In Basel an der Jüdischen Primarschule Leo Adler (JPS) ist das Homeschooling nach Aus- sage des Schulleiters Rabbiner Mosche Baumel sehr gut angelaufen. Auch hier findet es online statt – und in Basel ist dies ebenfalls nicht flächendeckend an Primarschulen der Fall. «Wir haben das Projekt sofort an die Hand genommen, als der Bundesrat am Freitag, 13. März, den Entscheid der Schulschliessung gefällt hat. Am darauffolgenden Sonntag und Montag haben wir bereits eine Fortbildung für die Lehrer organisiert. Nach einer Testphase am Dienstag begann das Homeschooling bereits am Mittwoch.» Es habe von Anfang an super geklappt, die Eltern und Kinder seien bis jetzt sehr zufrieden, so der Rabbiner der Israelitischen Gemeinde Basel, dessen Kinder die Schule ebenfalls besuchen. Der Unter- richt beginnt um 8 Uhr mit dem Morgengebet, welches 15 bis 20 Minuten dauert. Darauf folgen eine Pause und die erste Schulstunde. Anschliessend erhalten die Kinder Aufgaben, die sie erarbeiten und nach deren Erledigung sie sich auch kurz zu Hause ausruhen können. Dann folgt erneut bis 13 Uhr Unterricht. Rabbiner Baumel sagt: «Bis zu den Ferien haben wir den Entschluss gefasst, dass die Schule nur bis 13 Uhr dauert, damit die Kinder sich an diese Form des Unterrichts gewöhnen können und nicht zu lange vor dem Computer sind. Wir werden sehen, ob wir – auch weil es jetzt so gut angelaufen ist – nach den Frühjahrsferien noch ein bis zwei Stunden dazulegen.» Die Schule sei bisher sehr zufrieden und auf einem guten Weg, die Kinder machen sehr gut mit. «Es macht ihnen sogar Spass, sie können in den kurzen Pausen miteinander chatten und reden und so Kontakt halten.» Doch ob sich das Projekt monatelang bewähren wird, dass vermag auch der Schulleiter der JPS nicht abzusehen, denn: «Irgendwann möchten die Kinder ihre Freunde wiedersehen.» 

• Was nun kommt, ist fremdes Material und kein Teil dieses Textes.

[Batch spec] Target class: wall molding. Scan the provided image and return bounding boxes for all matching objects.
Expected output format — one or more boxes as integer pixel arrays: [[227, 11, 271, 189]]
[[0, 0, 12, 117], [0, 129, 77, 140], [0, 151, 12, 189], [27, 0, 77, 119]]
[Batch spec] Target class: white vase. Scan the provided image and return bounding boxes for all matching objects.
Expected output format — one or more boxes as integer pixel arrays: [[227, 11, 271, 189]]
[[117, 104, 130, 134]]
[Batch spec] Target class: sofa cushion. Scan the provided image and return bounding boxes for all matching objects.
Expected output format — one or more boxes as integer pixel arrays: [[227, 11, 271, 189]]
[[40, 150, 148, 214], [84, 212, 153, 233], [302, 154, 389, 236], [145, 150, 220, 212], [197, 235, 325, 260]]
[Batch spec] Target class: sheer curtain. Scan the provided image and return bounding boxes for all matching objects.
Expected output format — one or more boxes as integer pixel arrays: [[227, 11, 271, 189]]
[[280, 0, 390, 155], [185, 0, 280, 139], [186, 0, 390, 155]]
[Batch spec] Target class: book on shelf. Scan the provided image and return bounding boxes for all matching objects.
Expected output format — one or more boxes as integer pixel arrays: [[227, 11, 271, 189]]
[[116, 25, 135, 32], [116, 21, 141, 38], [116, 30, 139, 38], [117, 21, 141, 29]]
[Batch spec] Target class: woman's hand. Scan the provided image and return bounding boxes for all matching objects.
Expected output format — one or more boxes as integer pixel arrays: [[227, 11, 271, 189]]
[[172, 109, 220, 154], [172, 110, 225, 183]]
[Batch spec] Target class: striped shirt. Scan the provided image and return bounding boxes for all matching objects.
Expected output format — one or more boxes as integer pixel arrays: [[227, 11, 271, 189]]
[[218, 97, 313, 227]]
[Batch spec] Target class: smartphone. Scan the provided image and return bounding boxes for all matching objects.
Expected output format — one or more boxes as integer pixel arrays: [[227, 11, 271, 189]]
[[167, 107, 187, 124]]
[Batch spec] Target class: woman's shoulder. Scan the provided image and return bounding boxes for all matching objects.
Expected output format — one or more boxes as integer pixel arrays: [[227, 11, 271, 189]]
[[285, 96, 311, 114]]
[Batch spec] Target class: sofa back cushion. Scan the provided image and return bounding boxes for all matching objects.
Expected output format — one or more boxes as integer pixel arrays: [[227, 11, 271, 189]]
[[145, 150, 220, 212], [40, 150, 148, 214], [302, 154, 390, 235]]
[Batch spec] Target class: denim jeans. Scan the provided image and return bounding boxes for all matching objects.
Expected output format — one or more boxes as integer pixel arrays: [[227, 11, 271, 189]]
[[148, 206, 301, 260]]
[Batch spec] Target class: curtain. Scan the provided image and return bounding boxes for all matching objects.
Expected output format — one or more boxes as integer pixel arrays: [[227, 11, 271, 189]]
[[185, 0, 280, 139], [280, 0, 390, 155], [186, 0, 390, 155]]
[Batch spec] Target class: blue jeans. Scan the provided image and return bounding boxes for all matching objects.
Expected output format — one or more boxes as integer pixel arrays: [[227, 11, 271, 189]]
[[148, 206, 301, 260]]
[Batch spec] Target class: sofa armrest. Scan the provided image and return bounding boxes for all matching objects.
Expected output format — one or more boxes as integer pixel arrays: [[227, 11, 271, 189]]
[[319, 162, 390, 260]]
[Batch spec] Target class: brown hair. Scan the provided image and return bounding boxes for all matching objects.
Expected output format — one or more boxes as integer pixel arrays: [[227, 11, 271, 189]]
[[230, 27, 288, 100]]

Fast wie ein «normaler Schultag» 

Raymond Machenbaum ist nicht nur der Vizepräsident der JPS, er hat selbst ein Kind, das die Schule (5. Klasse) besucht. Auch er betont, dass der Unterricht via virtuelles Klassenzimmer seiner Tochter Spass mache und dass der Vormittag mittlerweile fast wie ein «normaler Schultag» ablaufe. Der Schulalltag laufe komplett ohne Hilfe der Eltern. «Wir müssen die Lehrer nicht ersetzen», so Machenbaum, der sogar berichtet, dass seine Tochter gerne noch mehr Unterricht hätte. Auch er findet: «Die täglich drei Lektionen Homeschooling wären durchaus etwas erweiterbar, um die Lernziele weiter zu verfolgen und den Kids noch mehr strukturierten, sinnvollen Alltag zu bieten.» Der Online-Unterricht sei, so der betroffene Vater, die beste Variante in der aktuellen Ausnahmesituation. «Das Team um den Schulleiter Rabbiner Baumel hat hier etwas Tolles aufgebaut.» Auch wenn klar sei, dass die Kinder ihre Freunde und Lehrer sehr vermissen würden. Die soziale Komponente ist also nicht zu unterschätzen, und es stellt sich die Frage, wie lange das Projekt Homeschooling durchgeführt werden kann. Noch ist nichts beschlossen, aber dass die Schulen nach den Frühjahrsferien wieder öffnen, scheint zurzeit wenig wahrscheinlich. Auch Bundesrat Alain Berset sagte am Wochenende in der «Sonntagszeitung», es sei «illusorisch, dass wir auf den 20. April viel ändern können». Lehrer, Schüler und Eltern sollten sich daher darauf einstellen, dass diese Phase nach Pessach und über die Frühjahrsferien hinaus noch etwas andauern werde. Die Familien, die das Homeschooling stark herausfordert und die den Zustand als zunehmend belastend empfinden, können die unterrichtsfreie Zeit jetzt während der Ferien nutzen, sich beraten zu lassen. Die Kantone bieten gerade zur Zeit der Corona-Krise mit ihren schulpsychologischen Diensten Unterstützung an.